In John Goodman’s latest book, Priceless: Curing the Healthcare Crisis, he describes “ideal health insurance.” One of the characteristics of such insurance is that it is owned by the individual, not his employer. This is something which the current tax code effectively prohibits. As a result, employers contract on an annual basis with health plans to buy group insurance for their employees.
We usually discuss this government failure in the context of its harm to beneficiaries — that we are trapped in health plans of our employers’ choice, and laws designed to prevent us from falling through the cracks if we lose their jobs or choose self-employment are inadequate. In a market unburdened by this government failure, people would choose to buy guaranteed-renewable health insurance, like we buy life insurance today. Nobody would buy a 20-year term life-insurance policy if the insurer was able to re-price the premiums according to future annual changes in the policy-holder’s health status.

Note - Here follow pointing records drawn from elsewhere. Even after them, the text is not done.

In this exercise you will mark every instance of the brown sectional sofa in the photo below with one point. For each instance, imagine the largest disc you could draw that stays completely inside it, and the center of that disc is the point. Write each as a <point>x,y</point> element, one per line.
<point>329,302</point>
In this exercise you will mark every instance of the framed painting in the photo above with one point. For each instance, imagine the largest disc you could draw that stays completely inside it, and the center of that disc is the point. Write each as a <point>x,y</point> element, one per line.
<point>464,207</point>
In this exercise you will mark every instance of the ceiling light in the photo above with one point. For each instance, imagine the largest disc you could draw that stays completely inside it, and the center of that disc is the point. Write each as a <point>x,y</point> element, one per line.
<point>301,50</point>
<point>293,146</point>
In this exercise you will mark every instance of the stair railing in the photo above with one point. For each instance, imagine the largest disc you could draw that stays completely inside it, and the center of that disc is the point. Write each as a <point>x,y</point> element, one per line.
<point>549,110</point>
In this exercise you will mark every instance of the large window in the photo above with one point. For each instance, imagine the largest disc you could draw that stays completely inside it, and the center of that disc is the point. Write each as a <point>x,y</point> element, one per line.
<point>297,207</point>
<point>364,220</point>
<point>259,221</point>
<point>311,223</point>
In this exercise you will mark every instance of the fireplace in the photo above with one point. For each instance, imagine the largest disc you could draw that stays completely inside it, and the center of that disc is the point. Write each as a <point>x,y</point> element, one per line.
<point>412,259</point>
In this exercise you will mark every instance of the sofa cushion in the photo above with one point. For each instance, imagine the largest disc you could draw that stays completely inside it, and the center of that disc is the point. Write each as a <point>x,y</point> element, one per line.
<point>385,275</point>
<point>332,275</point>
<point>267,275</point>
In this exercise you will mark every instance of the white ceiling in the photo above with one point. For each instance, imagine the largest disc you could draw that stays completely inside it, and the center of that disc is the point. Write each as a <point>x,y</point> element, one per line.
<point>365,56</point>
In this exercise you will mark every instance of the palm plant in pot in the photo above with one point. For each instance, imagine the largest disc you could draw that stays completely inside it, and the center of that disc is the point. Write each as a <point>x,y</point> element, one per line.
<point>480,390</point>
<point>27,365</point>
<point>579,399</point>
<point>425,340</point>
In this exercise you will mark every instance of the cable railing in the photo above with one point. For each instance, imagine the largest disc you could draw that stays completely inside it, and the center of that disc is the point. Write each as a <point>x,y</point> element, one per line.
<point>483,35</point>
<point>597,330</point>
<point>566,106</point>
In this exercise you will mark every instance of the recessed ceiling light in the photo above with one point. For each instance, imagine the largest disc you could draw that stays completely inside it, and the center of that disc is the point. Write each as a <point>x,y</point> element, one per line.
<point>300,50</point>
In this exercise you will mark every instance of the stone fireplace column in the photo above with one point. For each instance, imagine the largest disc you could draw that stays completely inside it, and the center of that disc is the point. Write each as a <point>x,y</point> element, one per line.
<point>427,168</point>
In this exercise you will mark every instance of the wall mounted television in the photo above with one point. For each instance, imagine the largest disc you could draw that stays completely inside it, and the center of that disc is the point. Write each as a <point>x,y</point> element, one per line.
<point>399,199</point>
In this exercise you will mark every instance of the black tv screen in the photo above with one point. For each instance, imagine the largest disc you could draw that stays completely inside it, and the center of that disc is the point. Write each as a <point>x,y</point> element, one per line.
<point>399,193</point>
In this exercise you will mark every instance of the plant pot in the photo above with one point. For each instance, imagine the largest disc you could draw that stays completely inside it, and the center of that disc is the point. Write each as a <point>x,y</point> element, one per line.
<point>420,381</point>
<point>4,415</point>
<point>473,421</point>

There is also a more dynamic harm caused by the government’s flawed design of health insurance: It impedes medical innovation. Here is a video of an interview with David Pyott, CEO of Allergan, discussing his company’s decision to sell its lap-band technology, after having failed to secure its adoption by third-party payers.
Pyott makes the case that lap-band surgery has a huge payback in reducing the costs of morbid obesity, especially dramatically reducing the risk of Type II diabetes. And yet, insurers declined to pay for the technology. At an average cost of $21,000, lap-band surgery’s costs are paid back within 2.3 years, according to Pyott’s analysis. However, the average beneficiary in a commercial health plan is enrolled for less than three years. Assuming the average patient who would benefit from lap-band surgery is indicated for it halfway through his tenure at a job, the lap-band surgery does not pass insurers’ hurdles.
If individually owned, guaranteed-renewable health insurance were the norm, health plans would take a life-cycle approach to the costs and benefits of innovative new technology, increasing the likelihood of their adoption.
Unfortunately, even when medical-technology executives identify this flaw, they accept it as the natural state. I’ve never heard a CEO of an innovative medical-technology company call for reforming health insurance along the lines advocated by this blog. Their failure to do so ensures that their innovations will continue to fail to meet their market potential.